The decision relates to Amazon's structure in 2014. In 2015 it changed the way it operates in Europe and the Commission's investigation does not relate to its current structure. 

The Commission's investigation concerned a ruling given by the Luxembourg tax authorities to Amazon in relation to the way the profits of the operating company were calculated for Luxembourg tax purposes. The ruling endorsed substantial payments by the operating company to the holding company for the use of the intellectual property rights. These payments amounted to on average 90% of the operating company's profits.

The Commission said that the royalty payment from the operating company to the holding company "was inflated and did not reflect economic reality". Its press release said that the tax ruling meant that the operating company's taxable profits were reduced to a quarter of what they were in reality. "Almost three quarters of Amazon's profits were unduly attributed to the holding company, where they remained untaxed. In fact, the ruling enabled Amazon to avoid taxation on three quarters of the profits it made from all Amazon sales in the EU," it said.

The holding company was a limited partnership, which is regarded as a partnership in Luxembourg and not taxed there. It was regarded as a 'check the box' entity for US tax purposes, which meant it was taxed as a company by the US and so not taxed in the US until profits were repatriated. According to the Commission the profits in the holding company remained untaxed.

The limited partnership paid a royalty to the US under the cost sharing arrangement. The Commission did not challenge the level of this payment. The payment the operating company was required to pay to the limited partnership was 1.5 times higher than the payment the limited partnership was required to pay to the US.

"The Commission's main objection seems to be that the limited partnership's profits appear not to have been taxed anywhere. The days of US 'check the box' structuring are numbered – and if the US does not manage to reform its system soon, they may find that it is the EU which will collect the tax," Jason Collins said.

“We believe that Amazon did not receive any special treatment from Luxembourg and that we paid tax in full accordance with both Luxembourg and international tax law," Amazon said in a statement.
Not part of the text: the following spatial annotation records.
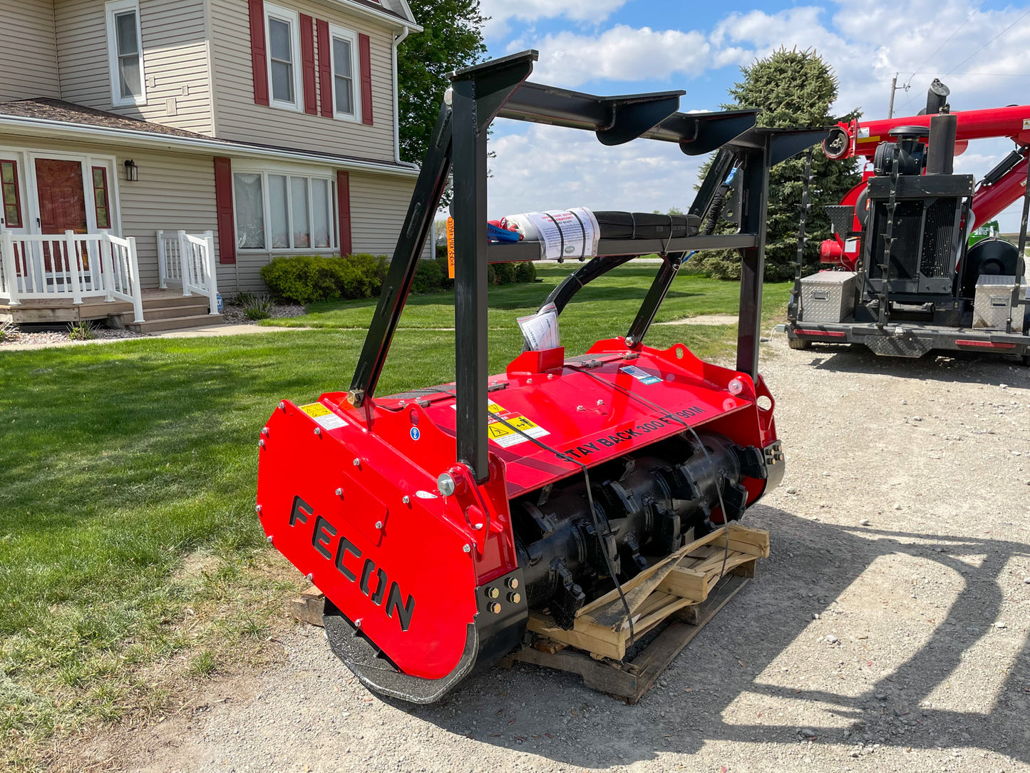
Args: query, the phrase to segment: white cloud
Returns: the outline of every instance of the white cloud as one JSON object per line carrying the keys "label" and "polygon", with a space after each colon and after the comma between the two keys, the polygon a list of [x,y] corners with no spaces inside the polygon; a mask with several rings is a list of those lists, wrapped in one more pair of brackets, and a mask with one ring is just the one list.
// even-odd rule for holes
{"label": "white cloud", "polygon": [[[518,51],[522,41],[509,45]],[[684,78],[708,69],[711,46],[696,30],[652,30],[616,25],[599,35],[560,32],[538,41],[540,62],[534,79],[575,88],[587,80]]]}
{"label": "white cloud", "polygon": [[[530,124],[517,134],[499,122],[491,142],[491,217],[586,206],[638,212],[685,209],[701,160],[672,142],[634,140],[607,147],[592,132]],[[500,135],[500,136],[497,136]]]}
{"label": "white cloud", "polygon": [[483,27],[487,38],[502,37],[510,28],[510,22],[536,22],[538,19],[562,16],[574,22],[599,24],[613,12],[625,5],[627,0],[481,0],[479,7],[489,21]]}

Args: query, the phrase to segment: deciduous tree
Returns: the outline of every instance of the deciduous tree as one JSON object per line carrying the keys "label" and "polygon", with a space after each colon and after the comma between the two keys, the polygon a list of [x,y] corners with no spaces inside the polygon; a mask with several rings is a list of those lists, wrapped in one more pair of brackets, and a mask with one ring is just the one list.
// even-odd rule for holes
{"label": "deciduous tree", "polygon": [[422,32],[412,32],[398,49],[401,158],[425,156],[451,70],[481,61],[486,53],[479,0],[408,0]]}

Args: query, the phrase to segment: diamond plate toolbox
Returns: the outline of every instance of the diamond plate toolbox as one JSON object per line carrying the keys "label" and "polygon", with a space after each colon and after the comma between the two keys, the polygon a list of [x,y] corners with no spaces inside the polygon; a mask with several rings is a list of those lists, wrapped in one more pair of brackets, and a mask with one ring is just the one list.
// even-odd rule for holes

"We will study the Commission's ruling and consider our legal options, including an appeal. Our 50,000 employees across Europe remain heads-down focused on serving our customers and the hundreds of thousands of small businesses who work with us,” it said.

Last month the US Treasury published a unified framework on tax reform which proposed moving to a more territorial tax system. It proposed a cut in the headline corporate tax rate from 35% to 20% and a one-off tax charge on foreign assets which are repatriated back to the US.